The proposed design for the expression dialog to add a distance function is:


Overall, the user flow will look as follows:

  1. Selecting ‘key Collision’ or ‘Nearest Neighbor’ method; if not, ‘key Collision’ is selected by default.
  2. Selecting the ‘Add your own function’ button.
  3. The new expression dialog shows.
  4. Choose the expression language (GREL, JYTHON, or CLojure).
  5. Write the custom function
  6. Press the OK button.
  7. The expression dialog disappears.
  8. Select the 'merge' checkbox for wanted clusters.
  9. Execute the clustering of data according to the custom function.

I am excited to get to know each one of you and hear your opinions/feedback on the design. I hope that this project will help OpenRefine grow more and more.

1 Like

I like the idea of being able to provide customized keying and distance functions. It somehow goes along with the concept of Facets in OpenRefine, where you can easily provide custom expressions for special purposes.

Question 1: Are the customized functions somehow persisted, or only available on a one-time basis?
Question 2: For calculating the distance you need (at least) two values. I guess this is obvious but somehow confusing in the proposed design for the expression dialog for the distance function. So will there be a value1 and value2?
Question 3: If the customized functions somehow get persisted, would it be possible to somehow export and import them?

1 Like

Question 1: Are the customized functions somehow persisted, or only available on a one-time basis?

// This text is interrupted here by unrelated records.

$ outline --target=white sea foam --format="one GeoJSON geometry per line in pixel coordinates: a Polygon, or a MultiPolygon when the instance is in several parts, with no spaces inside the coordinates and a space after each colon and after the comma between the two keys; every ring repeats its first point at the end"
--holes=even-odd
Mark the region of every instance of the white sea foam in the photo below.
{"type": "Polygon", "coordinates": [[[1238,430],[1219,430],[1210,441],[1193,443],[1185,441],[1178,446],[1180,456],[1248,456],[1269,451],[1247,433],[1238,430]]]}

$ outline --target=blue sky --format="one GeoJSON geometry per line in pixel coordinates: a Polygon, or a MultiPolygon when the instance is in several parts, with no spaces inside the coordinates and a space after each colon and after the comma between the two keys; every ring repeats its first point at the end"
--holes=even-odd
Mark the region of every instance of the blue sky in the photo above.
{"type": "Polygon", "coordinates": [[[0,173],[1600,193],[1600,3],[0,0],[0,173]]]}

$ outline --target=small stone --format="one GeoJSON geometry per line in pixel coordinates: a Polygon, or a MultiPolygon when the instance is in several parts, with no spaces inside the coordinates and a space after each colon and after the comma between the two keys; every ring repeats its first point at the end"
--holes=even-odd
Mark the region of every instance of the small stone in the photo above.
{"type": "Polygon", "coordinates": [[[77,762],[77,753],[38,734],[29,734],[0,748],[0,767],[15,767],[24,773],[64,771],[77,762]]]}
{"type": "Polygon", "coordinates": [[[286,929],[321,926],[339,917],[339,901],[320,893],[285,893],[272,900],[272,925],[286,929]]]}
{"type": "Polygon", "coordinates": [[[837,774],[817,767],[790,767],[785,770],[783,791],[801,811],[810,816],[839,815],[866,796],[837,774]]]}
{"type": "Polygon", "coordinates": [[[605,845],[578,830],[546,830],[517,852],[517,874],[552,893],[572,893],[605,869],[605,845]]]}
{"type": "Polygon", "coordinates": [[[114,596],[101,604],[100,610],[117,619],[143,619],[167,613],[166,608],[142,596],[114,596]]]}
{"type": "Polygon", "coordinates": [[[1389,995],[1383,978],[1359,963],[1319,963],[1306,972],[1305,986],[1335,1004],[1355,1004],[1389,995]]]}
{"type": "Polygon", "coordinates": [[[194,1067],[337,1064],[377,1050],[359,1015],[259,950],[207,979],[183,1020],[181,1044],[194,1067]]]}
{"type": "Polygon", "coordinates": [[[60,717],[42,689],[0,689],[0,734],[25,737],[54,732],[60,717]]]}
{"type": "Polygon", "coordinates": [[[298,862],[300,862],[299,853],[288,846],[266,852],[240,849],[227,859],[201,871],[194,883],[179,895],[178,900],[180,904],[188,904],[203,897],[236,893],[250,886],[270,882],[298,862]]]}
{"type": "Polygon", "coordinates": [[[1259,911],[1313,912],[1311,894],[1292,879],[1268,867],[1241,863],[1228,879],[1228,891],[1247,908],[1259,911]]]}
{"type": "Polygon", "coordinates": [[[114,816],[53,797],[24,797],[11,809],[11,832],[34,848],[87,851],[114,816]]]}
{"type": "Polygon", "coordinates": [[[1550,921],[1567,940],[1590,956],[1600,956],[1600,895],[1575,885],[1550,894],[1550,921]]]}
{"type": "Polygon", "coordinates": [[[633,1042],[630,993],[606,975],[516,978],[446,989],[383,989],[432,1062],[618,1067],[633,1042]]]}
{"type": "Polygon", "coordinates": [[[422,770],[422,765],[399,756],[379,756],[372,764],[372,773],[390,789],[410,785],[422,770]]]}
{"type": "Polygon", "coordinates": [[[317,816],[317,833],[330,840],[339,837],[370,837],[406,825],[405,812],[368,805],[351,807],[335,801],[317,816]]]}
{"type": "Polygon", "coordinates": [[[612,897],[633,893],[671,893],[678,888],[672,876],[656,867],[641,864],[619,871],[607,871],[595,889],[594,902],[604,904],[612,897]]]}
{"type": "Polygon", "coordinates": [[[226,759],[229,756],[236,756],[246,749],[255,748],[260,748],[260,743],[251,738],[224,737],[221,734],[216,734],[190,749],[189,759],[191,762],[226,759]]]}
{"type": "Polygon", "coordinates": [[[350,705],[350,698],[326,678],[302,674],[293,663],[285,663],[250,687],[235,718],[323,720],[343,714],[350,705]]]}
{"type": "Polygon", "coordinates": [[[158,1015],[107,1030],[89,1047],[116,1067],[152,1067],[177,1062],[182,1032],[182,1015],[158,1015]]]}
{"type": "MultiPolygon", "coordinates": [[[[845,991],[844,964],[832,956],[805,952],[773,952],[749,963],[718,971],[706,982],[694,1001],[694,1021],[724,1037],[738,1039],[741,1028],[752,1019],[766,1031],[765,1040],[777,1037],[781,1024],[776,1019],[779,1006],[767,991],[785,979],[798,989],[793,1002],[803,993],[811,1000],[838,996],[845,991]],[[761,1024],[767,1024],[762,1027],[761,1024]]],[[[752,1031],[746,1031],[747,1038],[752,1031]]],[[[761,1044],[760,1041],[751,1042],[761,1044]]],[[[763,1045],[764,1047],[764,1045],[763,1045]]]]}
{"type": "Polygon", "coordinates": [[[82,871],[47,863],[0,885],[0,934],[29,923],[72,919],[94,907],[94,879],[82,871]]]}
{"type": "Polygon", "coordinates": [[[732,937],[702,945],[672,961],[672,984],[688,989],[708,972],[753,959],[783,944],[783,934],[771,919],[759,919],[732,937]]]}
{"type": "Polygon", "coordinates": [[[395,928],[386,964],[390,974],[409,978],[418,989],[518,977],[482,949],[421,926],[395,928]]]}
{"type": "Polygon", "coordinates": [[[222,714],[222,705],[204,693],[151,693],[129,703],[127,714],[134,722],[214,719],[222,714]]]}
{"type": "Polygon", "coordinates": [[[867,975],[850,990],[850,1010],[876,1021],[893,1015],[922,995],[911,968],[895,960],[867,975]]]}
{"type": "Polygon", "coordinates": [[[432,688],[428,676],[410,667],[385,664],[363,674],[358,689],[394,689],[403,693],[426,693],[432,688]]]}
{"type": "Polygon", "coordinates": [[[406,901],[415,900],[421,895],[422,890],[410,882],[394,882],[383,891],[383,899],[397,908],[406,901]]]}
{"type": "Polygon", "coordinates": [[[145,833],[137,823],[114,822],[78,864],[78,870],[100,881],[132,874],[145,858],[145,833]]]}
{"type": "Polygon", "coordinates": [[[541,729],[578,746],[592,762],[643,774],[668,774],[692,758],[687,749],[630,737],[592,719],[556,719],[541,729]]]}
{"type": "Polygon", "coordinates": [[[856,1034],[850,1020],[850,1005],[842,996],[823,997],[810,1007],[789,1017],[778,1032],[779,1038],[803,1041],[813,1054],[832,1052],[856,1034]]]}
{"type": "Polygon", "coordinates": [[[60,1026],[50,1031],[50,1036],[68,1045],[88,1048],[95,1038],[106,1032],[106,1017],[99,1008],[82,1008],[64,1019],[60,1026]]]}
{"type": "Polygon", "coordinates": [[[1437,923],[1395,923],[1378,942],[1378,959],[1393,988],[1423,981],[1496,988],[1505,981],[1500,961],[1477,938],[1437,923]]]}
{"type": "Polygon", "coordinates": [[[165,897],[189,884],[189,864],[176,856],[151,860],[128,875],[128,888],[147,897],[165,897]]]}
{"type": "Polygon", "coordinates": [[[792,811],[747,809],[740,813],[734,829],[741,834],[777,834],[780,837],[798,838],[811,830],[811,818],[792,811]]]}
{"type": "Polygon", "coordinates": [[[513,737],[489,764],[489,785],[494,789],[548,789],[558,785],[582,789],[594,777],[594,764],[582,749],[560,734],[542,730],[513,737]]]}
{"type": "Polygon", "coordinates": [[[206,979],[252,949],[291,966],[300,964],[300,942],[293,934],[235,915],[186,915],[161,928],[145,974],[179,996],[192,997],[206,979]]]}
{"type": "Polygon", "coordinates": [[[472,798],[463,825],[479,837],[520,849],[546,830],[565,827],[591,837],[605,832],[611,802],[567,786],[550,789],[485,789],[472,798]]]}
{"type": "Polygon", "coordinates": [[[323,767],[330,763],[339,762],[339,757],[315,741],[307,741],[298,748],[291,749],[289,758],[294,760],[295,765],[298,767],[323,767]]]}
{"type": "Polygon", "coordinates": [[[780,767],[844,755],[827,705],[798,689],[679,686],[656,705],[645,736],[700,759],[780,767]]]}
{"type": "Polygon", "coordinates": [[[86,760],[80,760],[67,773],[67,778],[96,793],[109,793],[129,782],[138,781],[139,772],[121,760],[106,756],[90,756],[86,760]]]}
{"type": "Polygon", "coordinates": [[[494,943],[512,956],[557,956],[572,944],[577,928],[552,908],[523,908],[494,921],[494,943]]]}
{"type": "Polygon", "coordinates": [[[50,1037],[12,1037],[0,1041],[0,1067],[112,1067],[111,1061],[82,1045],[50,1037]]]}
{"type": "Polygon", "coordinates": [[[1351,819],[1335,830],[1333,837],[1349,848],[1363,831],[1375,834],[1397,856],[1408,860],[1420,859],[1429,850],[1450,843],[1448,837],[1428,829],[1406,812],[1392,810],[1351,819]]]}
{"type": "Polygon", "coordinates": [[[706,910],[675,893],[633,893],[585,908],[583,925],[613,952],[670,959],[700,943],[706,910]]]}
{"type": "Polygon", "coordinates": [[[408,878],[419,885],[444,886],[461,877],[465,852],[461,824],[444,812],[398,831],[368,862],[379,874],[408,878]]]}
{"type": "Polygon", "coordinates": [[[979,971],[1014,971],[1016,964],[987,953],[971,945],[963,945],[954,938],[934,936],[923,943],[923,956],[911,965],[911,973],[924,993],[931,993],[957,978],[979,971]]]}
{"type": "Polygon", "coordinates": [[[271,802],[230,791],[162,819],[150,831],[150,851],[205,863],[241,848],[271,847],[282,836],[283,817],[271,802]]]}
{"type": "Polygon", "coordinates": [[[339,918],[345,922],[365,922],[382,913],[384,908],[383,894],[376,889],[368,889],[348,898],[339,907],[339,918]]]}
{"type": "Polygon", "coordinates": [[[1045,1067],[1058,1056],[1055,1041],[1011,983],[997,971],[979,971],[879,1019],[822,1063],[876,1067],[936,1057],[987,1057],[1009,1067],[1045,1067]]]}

  • Yes we should let them be persisted with the ability to delete them later.

  • This can be done by adding each new function to the functions' options list in the clustering dialog with a small x icon to be able to delete it.
    Untitled design

  • Or maybe we should add something like the starred tab in the expression dialog. What do you think?

Question 2: For calculating the distance you need (at least) two values. I guess this is obvious but somehow confusing in the proposed design for the expression dialog for the distance function. So will there be a value1 and value2 ?

  • The default expression of “value” won't work for distance-based clustering, so yes, the idea of having “value1” and “value2” makes sense!
  • We’d need a default expression like “editDistance(value1, value2)” in GREL, so I have opened an issue to suggest providing it.
  • Here's how it will look like:

Question 3: If the customized functions somehow get persisted, would it be possible to somehow export and import them?

  • I am not sure if we need much more beyond letting the user see the custom keyer and distances’ expressions?
  • Or perhaps a way to export all custom keyer and distances at once?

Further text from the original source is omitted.